One Northern Rail guard told Socialist Worker, “During our strikes, managers do our jobs.
“But they’ve only had one day of training—not the three months we get.”
The implementation of DOO is not inevitable.
The Welsh government announced last week that the new train operator in Wales would have to keep the guards on trains.
The guarantee followed a consultation showing that 90 percent of the public supported keeping a second member of staff on trains.
It will take more than a consultation to beat back DOO in England.
The Tories and greedy train bosses are committed to bringing in DOO. But these strikes have every potential to win.
Coordinated action is the way to stop the bosses risking passenger safety for profit.
Tube stoppage could shut down London
London Tube drivers were set to strike for 24 hours on Thursday and bring London to a standstill.
The Aslef union members voted to strike against longer working hours brought in with the Night Tube in 2015.
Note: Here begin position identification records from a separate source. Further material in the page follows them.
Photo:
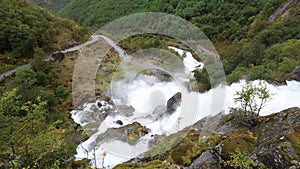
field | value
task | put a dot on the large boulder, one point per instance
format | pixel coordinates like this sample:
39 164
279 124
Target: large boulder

Aslef’s Tube organiser Finn Brennan said, “Our members’ patience has finally been exhausted.”
Manchester’s bus drivers want a raise
Drivers at First Bus struck on Monday over pay in two Greater Manchester depots.
Almost 700 Unite union members took part in Bolton and Rusholme, affecting some 43 routes.
Workers plan more strikes on the next four Mondays.
Three bus walkouts come along at once in south west
Bus workers have called strikes at Stagecoach depots in south west England on 13, 17 and 30 October.
The 800 RMT union members in Exeter, Torquay and Barnstaple want pay to rise in line with RPI inflation—3.9 percent.
They include drivers, cleaners and engineers.
Train cleaners won’t be treated like dirt
Cleaners on Southeastern trains are set to walk out for 24 hours from 8.30pm on Thursday 19 October. The RMT members are employed by contractor Wettons.